Perez took a beating Friday, beginning with the blow his left index finger took from Ian Happ’s bat before the game was an inning old. A ball later caromed off his leg, and a foul tip to his catching helmet in the sixth precipitated his early exit in the eighth. He was scheduled to play Saturday but Matheny took him out of the starting lineup before the game started.

Nevertheless, Perez appeared as a pinch hitter in the ninth but grounded out, then suffered through an 0-for-5, three-strikeout performance Sunday.

Whether the rough day Friday affected his brief Saturday and longer Sunday remains to be seen, but it certainly couldn’t have helped.

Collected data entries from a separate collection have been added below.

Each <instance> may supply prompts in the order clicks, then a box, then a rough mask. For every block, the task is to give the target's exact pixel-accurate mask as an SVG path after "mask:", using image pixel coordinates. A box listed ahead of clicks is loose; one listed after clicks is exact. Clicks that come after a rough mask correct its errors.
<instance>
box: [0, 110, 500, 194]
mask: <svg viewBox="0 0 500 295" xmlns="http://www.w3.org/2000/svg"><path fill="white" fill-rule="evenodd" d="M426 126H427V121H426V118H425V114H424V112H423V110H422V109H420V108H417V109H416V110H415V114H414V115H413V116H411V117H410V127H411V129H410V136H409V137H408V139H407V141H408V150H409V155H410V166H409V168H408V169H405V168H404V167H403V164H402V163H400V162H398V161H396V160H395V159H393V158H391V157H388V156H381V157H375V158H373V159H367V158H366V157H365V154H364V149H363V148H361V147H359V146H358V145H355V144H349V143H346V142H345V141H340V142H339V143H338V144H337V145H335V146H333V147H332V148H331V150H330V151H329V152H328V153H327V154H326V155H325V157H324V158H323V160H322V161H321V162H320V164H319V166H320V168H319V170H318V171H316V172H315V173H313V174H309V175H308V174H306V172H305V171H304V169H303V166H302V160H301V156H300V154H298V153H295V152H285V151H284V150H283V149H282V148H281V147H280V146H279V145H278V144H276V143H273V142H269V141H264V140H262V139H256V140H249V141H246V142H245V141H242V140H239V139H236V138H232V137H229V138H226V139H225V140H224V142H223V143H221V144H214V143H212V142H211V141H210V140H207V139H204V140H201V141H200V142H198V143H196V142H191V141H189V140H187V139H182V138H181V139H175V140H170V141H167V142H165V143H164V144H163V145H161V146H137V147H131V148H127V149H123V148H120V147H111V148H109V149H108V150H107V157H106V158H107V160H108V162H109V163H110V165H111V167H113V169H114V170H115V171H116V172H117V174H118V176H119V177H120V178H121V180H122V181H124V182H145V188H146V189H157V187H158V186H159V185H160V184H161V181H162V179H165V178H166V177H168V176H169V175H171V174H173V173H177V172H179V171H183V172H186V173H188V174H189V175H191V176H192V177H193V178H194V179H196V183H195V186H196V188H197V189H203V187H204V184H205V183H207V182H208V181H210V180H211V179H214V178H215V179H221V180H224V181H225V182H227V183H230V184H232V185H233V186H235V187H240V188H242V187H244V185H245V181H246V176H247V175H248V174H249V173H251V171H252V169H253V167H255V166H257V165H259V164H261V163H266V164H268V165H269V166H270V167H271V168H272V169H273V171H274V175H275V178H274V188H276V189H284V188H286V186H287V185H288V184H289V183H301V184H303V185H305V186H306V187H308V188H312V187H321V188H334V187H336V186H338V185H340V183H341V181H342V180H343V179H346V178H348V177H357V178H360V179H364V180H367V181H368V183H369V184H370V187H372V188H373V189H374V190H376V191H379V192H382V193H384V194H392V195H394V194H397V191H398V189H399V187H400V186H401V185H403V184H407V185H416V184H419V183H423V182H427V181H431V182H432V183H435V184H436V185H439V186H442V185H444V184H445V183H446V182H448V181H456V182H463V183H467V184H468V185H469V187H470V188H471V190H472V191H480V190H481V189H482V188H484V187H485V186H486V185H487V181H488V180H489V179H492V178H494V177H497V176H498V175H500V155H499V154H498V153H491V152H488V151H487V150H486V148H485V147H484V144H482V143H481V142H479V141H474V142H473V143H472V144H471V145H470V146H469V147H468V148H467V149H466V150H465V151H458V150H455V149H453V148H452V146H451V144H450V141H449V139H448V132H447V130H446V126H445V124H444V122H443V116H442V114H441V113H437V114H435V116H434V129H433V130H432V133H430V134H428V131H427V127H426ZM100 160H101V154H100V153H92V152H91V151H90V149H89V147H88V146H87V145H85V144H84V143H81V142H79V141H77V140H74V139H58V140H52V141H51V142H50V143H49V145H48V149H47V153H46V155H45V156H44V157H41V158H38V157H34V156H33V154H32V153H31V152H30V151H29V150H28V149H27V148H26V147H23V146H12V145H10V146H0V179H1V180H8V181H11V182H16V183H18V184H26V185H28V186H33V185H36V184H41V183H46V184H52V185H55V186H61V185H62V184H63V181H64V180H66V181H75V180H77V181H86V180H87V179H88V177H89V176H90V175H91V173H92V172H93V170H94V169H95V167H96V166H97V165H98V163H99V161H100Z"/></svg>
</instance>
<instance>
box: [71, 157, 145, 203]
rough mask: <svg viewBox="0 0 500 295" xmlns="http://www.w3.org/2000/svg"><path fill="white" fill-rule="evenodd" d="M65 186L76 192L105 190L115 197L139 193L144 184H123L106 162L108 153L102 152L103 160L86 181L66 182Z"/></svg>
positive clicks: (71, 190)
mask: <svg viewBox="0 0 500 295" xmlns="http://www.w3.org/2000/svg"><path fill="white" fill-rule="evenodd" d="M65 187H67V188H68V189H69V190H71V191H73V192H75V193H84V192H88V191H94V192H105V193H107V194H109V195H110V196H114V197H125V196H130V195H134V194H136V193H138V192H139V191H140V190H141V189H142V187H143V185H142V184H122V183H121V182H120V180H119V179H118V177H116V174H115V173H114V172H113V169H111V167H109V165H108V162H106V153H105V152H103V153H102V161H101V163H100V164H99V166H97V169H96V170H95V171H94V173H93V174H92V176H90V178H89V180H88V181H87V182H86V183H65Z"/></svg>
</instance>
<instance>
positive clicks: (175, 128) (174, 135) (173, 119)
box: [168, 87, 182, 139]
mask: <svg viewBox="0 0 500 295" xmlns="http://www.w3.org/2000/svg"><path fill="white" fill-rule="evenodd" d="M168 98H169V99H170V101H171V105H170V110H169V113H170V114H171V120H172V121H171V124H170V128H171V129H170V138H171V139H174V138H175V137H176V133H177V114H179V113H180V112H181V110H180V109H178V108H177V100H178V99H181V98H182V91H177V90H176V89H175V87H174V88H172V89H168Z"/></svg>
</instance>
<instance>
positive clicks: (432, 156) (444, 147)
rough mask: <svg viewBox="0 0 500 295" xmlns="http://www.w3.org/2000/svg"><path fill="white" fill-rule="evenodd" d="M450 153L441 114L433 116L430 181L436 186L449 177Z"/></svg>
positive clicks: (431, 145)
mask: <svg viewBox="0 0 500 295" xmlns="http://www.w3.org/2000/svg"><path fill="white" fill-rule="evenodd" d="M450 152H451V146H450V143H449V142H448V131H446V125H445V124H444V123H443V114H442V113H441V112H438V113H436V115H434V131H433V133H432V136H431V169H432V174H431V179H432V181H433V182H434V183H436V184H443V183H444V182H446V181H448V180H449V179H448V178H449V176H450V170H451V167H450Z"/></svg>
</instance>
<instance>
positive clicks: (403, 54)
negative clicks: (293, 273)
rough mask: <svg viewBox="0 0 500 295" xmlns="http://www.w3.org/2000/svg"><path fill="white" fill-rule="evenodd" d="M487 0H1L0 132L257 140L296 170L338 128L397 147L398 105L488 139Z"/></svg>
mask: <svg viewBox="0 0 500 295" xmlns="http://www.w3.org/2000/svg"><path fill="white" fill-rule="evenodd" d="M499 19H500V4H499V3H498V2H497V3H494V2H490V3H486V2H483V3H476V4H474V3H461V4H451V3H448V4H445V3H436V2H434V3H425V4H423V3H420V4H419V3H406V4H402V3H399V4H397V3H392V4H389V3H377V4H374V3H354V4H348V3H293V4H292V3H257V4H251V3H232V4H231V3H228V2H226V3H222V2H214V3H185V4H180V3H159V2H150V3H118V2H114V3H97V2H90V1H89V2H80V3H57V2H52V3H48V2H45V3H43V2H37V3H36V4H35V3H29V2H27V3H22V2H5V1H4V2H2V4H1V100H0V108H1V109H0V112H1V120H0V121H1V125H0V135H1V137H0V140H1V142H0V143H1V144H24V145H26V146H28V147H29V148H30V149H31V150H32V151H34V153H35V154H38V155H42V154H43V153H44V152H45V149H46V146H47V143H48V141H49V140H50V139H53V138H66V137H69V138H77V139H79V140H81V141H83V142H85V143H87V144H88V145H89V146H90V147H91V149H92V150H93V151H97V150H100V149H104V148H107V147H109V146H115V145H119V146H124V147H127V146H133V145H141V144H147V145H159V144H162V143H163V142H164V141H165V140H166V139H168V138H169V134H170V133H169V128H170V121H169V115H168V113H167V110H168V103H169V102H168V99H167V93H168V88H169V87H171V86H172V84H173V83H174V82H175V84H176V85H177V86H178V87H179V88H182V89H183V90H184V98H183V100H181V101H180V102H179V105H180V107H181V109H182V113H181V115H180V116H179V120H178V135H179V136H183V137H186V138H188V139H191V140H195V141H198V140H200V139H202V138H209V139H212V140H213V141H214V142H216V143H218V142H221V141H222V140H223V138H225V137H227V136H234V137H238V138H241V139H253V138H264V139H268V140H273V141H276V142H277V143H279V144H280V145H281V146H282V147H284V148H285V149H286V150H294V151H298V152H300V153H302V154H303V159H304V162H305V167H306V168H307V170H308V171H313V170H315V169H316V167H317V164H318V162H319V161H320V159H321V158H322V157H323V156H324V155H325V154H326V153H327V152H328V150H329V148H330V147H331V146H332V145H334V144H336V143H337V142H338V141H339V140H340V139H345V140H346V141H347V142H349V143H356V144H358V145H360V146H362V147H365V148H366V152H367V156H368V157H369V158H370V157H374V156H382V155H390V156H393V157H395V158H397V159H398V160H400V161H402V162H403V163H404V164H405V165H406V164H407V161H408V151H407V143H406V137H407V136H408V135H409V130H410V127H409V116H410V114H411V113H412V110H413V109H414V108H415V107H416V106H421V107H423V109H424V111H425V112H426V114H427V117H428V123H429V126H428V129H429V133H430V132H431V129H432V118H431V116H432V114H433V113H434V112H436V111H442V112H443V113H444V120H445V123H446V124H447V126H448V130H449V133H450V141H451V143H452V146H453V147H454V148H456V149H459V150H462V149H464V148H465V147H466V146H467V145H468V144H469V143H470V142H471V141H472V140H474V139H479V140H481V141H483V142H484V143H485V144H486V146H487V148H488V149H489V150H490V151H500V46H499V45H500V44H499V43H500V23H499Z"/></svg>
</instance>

The Royals have played 123 games; Perez has appeared in all but one, which accounts in no small part for the career-high 32 homers he’s hit, and the commendable fact he’s only one RBI shy of setting a personal record with 81 runs driven in.

But he’s hitting only .228 over his last 10 games, which may signal he’s tiring a bit. Perhaps it’s time for Matheny to rest him more; a few more days off, or more games at DH, could help ease the strain and help Perez finish the season strong.

Next. Could the Royals be spoilers?. dark

The KC Royals open a three-game road series with Houston tonight. Game time is set for 7:10 p.m. CDT, with Daniel Lynch (3-3, 5.12) facing Zack Greinke (11-3, 3.43).